New York, September 25, 2008–Mexican radio host Alejandro Zenón Fonseca Estrada was gunned down Tuesday as he was putting up anticrime posters in Villahermosa, capital of the Gulf Coast state of Tabasco. The Committee to Protect Journalists is investigating possible links between Fonseca’s work as a journalist and his killing.
Four unidentified men riding in a van pulled alongside Fonseca, host of a morning talk show on EXA FM, as he was hanging the posters on a major street around 9 p.m. Tuesday, witnesses told local police and reporters. One of the posters read, “No to Kidnappings,” while another declared support for Tabasco’s governor, Andrés Granier Melo. Witnesses said the assailants berated Fonseca for the posters and then shot him at close range. Fonseca was taken to a local hospital, where he died from chest wounds early Wednesday, according to press reports. The assailants were said to be armed with AR-15 rifles.
Fonseca, known by the affectionate Mexican nickname, “The Godfather,” hosted the morning call-in show “El Padrino Fonseca” (The Godfather Fonseca), geared toward young listeners, for the past 10 years. Earlier this month, Fonseca had announced that he planned to put up the posters as part of his ongoing campaign against violence in Tabasco, according to press reports and CPJ interviews. It was not immediately clear whether Fonseca had received threats while waging his campaign on the radio. Colleagues told CPJ and the local press that Fonseca was a well-known and respected radio personality in Tabasco, especially among young listeners.

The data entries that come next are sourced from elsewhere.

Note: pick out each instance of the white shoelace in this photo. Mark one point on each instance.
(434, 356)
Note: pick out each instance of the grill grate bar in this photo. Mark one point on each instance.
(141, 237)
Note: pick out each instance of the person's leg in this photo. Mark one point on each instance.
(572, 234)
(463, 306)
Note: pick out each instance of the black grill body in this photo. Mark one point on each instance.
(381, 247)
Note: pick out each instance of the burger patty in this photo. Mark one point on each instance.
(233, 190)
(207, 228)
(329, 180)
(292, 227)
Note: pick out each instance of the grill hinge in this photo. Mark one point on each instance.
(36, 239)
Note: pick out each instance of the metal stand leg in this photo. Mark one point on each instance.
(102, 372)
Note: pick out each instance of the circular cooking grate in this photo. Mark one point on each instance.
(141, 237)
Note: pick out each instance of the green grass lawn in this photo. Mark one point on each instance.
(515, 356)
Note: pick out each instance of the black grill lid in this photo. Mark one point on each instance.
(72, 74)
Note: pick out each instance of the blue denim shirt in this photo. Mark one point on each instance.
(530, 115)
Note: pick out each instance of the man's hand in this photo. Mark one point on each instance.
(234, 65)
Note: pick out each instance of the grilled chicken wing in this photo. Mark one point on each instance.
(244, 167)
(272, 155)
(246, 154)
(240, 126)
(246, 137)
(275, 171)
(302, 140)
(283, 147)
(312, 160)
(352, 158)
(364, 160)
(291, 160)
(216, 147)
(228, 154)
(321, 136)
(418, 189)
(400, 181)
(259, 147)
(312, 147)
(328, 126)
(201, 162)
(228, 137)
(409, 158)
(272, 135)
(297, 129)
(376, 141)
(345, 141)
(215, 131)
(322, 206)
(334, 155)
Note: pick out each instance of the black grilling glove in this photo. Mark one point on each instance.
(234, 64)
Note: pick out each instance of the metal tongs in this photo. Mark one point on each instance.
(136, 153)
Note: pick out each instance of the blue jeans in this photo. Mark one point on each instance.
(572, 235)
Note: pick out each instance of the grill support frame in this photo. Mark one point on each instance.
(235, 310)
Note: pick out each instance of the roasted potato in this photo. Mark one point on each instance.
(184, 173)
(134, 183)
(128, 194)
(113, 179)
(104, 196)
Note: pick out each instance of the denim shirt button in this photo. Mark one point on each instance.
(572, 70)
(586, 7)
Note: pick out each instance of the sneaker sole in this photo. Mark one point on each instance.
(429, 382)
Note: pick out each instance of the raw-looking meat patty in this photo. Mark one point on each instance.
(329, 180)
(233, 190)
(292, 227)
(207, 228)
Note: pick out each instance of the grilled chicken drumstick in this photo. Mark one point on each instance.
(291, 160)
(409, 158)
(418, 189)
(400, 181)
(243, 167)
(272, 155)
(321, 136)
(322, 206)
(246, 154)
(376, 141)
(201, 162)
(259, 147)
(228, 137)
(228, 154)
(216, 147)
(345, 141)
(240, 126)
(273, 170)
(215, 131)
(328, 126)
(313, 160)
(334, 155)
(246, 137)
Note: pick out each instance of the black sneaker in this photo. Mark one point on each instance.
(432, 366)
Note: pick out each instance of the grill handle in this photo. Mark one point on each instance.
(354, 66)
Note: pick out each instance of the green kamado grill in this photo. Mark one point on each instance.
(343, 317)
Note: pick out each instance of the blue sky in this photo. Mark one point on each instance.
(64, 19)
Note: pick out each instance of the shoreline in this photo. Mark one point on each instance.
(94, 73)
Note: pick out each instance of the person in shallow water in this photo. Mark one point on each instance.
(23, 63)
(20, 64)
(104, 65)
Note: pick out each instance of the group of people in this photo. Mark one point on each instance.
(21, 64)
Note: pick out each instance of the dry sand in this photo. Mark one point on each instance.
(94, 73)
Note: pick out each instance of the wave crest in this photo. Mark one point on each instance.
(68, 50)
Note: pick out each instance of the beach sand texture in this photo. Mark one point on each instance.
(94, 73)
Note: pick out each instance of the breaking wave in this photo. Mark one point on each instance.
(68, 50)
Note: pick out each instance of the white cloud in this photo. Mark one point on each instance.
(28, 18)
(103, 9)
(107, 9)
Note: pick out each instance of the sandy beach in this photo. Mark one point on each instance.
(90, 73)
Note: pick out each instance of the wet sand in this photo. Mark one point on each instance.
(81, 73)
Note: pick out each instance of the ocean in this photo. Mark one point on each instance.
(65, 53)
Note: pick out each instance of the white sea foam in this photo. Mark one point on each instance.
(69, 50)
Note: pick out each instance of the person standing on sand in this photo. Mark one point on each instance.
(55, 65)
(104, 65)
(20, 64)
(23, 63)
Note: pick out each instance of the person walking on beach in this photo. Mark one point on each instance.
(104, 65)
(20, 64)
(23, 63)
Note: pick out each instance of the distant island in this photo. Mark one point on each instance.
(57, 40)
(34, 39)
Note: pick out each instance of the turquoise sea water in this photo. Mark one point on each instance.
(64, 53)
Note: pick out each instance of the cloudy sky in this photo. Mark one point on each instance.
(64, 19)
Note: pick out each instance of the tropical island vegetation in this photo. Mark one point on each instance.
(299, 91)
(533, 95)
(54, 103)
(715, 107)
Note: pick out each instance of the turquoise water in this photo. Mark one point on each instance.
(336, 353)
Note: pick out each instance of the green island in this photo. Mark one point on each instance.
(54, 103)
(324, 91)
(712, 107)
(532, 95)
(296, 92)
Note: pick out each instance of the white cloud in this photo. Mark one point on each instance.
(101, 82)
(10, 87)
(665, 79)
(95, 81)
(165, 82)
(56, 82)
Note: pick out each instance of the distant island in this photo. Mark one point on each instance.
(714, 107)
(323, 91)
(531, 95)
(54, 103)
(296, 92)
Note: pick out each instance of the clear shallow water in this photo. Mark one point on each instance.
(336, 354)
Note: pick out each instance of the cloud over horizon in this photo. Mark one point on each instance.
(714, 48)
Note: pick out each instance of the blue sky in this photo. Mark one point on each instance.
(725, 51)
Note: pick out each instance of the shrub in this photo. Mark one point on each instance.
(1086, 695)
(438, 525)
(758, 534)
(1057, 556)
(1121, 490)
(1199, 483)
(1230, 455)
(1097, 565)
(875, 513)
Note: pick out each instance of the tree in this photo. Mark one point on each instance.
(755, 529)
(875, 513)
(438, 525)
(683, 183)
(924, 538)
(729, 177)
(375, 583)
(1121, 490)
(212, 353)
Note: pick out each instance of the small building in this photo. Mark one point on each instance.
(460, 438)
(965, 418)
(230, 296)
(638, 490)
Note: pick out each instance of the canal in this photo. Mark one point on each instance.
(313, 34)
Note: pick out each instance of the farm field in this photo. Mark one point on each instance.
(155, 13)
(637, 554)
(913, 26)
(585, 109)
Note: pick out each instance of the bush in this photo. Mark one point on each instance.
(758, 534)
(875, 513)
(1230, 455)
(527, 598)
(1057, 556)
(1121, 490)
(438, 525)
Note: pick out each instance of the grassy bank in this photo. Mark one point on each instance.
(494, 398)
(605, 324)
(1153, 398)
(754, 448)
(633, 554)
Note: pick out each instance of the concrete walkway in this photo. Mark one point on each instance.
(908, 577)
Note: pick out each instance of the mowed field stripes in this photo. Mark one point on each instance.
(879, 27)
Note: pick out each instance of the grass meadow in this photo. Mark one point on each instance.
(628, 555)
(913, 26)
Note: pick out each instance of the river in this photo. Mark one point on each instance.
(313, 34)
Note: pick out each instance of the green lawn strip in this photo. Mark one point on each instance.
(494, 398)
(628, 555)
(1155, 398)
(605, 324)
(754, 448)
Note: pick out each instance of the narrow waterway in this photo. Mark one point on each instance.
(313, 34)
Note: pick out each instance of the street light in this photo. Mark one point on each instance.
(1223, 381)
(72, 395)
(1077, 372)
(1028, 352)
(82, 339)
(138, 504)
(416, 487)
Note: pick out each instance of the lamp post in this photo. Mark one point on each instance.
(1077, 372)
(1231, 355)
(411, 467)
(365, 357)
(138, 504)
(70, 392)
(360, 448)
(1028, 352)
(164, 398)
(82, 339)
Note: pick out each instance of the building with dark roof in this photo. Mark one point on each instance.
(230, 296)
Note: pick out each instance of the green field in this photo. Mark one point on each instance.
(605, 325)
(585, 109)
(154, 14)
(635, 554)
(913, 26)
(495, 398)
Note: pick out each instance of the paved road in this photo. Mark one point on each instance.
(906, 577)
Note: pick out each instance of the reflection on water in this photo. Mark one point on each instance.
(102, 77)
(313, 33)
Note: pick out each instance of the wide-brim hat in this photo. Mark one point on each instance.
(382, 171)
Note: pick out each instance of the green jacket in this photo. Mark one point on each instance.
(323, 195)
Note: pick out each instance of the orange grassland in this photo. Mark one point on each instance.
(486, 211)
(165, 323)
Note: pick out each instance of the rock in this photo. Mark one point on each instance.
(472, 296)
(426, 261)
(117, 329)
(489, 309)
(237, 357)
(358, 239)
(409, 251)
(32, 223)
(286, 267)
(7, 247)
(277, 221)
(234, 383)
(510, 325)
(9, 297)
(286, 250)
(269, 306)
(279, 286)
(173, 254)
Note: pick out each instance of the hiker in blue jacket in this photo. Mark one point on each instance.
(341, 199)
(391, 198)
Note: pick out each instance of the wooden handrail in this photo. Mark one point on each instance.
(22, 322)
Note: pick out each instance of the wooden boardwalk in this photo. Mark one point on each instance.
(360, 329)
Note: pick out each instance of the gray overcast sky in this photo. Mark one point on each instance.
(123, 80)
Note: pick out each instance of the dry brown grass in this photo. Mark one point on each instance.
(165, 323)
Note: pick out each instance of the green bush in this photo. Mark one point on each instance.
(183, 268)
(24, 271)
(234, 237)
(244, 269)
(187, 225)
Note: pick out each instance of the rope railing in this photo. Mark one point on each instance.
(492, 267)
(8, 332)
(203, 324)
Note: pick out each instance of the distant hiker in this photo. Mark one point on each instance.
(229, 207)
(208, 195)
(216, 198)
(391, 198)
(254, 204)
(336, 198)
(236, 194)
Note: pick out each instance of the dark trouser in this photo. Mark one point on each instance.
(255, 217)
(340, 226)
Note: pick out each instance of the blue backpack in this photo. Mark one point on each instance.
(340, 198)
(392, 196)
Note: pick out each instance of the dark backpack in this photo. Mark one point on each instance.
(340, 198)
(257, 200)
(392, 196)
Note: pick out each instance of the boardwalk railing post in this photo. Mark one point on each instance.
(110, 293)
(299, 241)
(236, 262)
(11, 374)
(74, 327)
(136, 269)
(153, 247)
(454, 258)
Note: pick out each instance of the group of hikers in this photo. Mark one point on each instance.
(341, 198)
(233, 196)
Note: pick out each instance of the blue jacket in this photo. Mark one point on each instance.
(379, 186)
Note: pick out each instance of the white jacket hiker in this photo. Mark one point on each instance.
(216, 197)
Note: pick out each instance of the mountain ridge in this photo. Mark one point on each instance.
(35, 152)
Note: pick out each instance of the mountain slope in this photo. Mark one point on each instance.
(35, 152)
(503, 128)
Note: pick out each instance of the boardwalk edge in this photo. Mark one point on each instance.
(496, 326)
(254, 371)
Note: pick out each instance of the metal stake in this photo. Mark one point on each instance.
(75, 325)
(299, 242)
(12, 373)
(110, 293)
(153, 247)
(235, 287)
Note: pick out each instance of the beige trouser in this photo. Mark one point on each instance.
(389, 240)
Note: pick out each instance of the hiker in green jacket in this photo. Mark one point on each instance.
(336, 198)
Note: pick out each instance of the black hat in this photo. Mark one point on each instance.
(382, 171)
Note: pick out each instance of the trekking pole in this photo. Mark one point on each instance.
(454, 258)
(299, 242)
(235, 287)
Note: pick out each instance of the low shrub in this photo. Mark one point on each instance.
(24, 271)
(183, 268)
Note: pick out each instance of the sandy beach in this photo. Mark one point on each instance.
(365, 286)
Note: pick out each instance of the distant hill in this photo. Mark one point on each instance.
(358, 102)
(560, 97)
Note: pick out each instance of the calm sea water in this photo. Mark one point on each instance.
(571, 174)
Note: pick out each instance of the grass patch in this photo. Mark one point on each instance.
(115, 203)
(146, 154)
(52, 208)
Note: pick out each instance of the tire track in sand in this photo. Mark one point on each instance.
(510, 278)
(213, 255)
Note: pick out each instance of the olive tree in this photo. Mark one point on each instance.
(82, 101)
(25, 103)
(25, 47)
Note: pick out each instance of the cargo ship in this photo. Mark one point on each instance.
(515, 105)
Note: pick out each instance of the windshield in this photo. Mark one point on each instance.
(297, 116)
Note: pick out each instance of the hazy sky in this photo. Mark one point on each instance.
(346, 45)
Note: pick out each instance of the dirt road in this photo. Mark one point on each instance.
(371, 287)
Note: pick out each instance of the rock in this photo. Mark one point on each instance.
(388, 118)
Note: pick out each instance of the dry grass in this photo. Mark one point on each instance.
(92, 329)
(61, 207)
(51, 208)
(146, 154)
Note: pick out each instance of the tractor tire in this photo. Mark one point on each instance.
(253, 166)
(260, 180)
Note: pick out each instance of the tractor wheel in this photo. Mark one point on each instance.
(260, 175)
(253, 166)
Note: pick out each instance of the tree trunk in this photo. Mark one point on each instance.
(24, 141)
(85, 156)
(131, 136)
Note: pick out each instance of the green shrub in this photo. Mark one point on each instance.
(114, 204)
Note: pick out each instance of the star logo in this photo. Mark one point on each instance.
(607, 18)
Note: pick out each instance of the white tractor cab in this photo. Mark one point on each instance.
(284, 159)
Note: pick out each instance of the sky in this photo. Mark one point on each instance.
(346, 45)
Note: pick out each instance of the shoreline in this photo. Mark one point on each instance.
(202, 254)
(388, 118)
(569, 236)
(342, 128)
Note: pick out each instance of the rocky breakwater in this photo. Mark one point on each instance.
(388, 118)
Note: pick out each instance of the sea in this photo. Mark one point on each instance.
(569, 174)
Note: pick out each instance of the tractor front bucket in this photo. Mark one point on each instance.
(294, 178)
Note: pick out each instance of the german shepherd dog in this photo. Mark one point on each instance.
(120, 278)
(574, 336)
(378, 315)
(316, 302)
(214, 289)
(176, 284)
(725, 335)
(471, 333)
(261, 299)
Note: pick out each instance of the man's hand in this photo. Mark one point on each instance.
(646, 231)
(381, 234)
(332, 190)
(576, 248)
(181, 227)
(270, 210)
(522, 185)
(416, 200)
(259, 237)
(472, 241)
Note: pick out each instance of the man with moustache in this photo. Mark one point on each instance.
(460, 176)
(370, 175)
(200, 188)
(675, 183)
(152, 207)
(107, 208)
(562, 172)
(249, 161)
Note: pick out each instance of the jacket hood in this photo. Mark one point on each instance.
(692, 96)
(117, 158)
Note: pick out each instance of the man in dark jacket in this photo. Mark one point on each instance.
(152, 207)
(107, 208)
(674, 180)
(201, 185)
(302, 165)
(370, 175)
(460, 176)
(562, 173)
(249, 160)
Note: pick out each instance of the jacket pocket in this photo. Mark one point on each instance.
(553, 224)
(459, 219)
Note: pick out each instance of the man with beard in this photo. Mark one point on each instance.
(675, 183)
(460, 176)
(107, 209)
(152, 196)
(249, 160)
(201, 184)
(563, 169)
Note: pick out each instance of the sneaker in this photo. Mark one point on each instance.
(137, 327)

Local authorities have not identified any suspects.
Mexico ranks 10th on CPJ’s Impunity Index, a list of countries where journalists are slain on a recurring basis and governments consistently fail to solve the crimes. Under current law, state authorities generally investigate attacks on journalists. Because of the poor record of successful prosecutions, CPJ has urged that the federal government take over such investigations.
“We call on state and federal authorities to conduct an exhaustive investigation that will bring all those responsible to justice,” said CPJ’s Americas Senior Program Coordinator, Carlos Lauría. “The time has come for the government of President Felipe Calderón and congressional leaders to reach a consensus and develop legislation that federalizes crimes against free expression and freedom of the press. The legislation must focus on broadly protecting freedom of expression as the wave of violence is inhibiting all Mexicans, including journalists, in communicating with each other.”
Mexico is one of the most dangerous places for journalists in Latin America, CPJ research shows. In the last five years, as the war between powerful drug cartels has intensified, local journalists who report on organized crime and the drug trade are facing grave risks. Twenty-one journalists have been killed in Mexico since 2000, seven of them in direct reprisal for their work. Since 2005, seven others have gone missing.
One of the missing reporters, Rodolfo Rincón Taracena, disappeared on January 20, 2007, in Villahermosa after finishing a piece about local criminal groups attacking cash-machine customers. Rincón was a veteran crime reporter for the local daily Tabasco Hoy. In June, Juan Padilla, editorial director at the Villahermosa-based daily El Correo de Tabasco, was threatened in a note left outside the front door of the newspaper’s office building two days after a severed human head was found near the same spot. The note read “You’re next, Director.”